We have stayed at Maison Mumm in Reims, France. At dinner, every single course was accompanied by champagne. The message: champagne can be paired with everything.
If you would like to serve a sparkling wine that was served at the White House, here is a great story. Treveri Vineyards in Yakima was just a year old when Hillary Clinton’s chef stopped by the winery. He was also the event manager at the Office of Chief of Protocol. He arranged for Treveri to be served at the White House during the holidays last year. Then, in April, Treveri was chosen to be served at a James Beard event.
Beef Rib Roast/Beef Brisket
This is often a tradition on many Island holiday tables, and especially New Year’s Eve.
Suggested pairings: Chateau Ste. Michelle Indian Wells Cabernet Sauvignon, $15; Beringer Knight’s Valley Cabernet Sauvignon, $25; Cain Cuvee, $33.
We have served a crown pork roast for the last five years with family favorites of crab Louis and Chinese fried rice. Champagne pairs well with this entire meal.
Other suggested pairing: DeLille Chaleur Estate Blanc, $35.
Ham is often a New Year’s Eve entrée because of its ease of serving. Because of the saltiness, a slightly sweet wine goes well with it.
Suggested pairings: Long Shadows Poet’s Leap riesling, $20; Chateau Ste. Michelle Eroica, $22.
Both are from Washington state.
Pinot noir is the classic with lamb.
Hartford Court Land’s Edge pinot noir from California, $30; Tori Mor, $20; Domaine Drouhin, $40; Domaine Serene Evenstad, $80. All three are from Oregon.
Hey, we live in the Pacific Northwest where salmon and shellfish are abundant. I personally enjoy pinot noir with salmon (see above recommendations under lamb). For shellfish like scallops, clams or oysters, I choose sauvignon blanc.
Cloudy Bay sauvignon blanc from Australia, $27.
Chateau Ste. Michelle Horse Heaven Hills sauvignon blank, $12.
A sparkling wine can only be correctly called champagne if it is from the Champagne region of France. All others are sparkling wine.
Louis Roederer Champagne (my personal favorite), $49.
Kirkland Signature Champagne from Costco, $20.
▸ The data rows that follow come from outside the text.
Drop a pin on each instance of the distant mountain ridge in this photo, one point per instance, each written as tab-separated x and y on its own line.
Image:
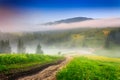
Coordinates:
69	20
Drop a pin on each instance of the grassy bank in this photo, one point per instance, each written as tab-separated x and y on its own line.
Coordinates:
9	62
91	68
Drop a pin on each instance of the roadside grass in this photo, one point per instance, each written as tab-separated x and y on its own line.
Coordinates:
9	62
91	68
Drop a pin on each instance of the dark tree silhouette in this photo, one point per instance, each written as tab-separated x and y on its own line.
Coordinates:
38	50
20	46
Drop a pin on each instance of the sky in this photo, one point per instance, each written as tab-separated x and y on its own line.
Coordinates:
32	12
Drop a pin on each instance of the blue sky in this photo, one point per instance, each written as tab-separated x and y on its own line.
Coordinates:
49	10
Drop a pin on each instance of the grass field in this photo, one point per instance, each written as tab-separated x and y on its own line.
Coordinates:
91	68
10	62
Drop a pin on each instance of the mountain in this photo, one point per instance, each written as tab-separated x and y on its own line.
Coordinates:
69	20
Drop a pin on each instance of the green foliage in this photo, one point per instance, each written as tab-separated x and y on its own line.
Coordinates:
82	68
16	61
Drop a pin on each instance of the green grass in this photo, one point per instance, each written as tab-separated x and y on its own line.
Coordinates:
10	62
91	68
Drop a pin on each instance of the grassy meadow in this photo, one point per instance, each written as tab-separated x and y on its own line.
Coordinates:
10	62
91	68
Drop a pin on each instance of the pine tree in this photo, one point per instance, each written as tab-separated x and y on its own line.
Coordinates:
38	50
20	46
5	46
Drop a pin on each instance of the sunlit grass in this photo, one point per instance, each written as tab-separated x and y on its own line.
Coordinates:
91	68
19	61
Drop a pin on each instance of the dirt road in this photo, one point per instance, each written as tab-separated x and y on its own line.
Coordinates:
48	73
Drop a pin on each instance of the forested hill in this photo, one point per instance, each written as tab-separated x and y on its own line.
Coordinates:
81	37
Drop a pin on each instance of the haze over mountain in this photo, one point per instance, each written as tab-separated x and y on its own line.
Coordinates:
69	20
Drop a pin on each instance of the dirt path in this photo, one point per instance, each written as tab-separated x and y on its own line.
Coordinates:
48	73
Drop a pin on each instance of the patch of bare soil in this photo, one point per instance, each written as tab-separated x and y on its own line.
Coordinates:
48	73
15	74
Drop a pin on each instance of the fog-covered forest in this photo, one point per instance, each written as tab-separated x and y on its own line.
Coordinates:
27	42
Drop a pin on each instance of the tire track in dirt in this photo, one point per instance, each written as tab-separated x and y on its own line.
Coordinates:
48	73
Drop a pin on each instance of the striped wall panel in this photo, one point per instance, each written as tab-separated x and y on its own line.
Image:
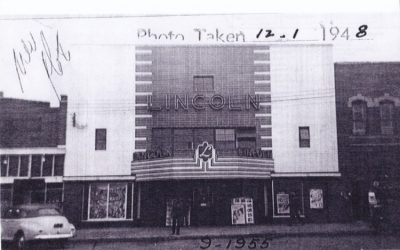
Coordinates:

Metropolitan Champagne rose from Metropolitan Market, $40.
Domaine Ste. Michelle Luxe from Washington state, $20.
Treveri sparkling wines from Washington state, $14-$20.
Argyle brut from Oregon, $25.
Mercer Island Winemakers
Portteus reserve merlot, $30 (owners and winemakers, Paul and Marilyn Portteus, MI class of 1967 and 1966, respectively).
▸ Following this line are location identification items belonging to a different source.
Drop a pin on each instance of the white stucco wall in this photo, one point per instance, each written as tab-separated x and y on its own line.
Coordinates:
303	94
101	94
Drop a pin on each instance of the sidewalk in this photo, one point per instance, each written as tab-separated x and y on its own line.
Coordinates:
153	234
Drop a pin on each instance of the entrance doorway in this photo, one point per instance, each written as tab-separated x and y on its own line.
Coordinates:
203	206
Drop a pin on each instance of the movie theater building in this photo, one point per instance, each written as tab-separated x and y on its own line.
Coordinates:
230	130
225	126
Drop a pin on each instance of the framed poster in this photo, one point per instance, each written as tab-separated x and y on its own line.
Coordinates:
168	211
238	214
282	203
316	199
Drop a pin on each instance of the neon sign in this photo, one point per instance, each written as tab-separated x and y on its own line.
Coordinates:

Cain Cuvee (winemaker Chris Howell, MI class of 1970), $33.
Maryhill reserve zinfandel, $36 (winemaker and owner Craig Leuthold, MI class of 1974).
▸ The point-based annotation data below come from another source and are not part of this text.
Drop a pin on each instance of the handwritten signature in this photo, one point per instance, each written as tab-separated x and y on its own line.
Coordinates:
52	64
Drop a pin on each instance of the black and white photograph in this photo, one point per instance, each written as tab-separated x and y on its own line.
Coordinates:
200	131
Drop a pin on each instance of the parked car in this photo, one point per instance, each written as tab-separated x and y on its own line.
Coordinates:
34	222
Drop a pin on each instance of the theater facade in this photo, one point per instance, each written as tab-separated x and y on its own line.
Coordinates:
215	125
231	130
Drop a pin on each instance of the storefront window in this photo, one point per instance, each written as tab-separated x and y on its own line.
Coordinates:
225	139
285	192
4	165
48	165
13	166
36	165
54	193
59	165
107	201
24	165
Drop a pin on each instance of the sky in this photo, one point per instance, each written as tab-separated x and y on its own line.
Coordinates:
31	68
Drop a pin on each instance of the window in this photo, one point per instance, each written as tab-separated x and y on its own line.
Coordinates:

William Church viognier, $23 (winemaker and owner Lesley Lind Balsley, MI class of 1976).
Lodmell Cellars sauvignon blank, $18 (winemaker and owner Andrew Lodmell, MI class of 1982).
Buty Conner Lee chardonnay, $40 (co-owner and co-winemaker Nina Buty Foster, MI class of 1993).
aMaurice Cellars syrah/Grenache, $34 (winemaker and owner Anna Schafer, MI class of 1997).
Check with your retailer as some of these wineries might be self-distributed.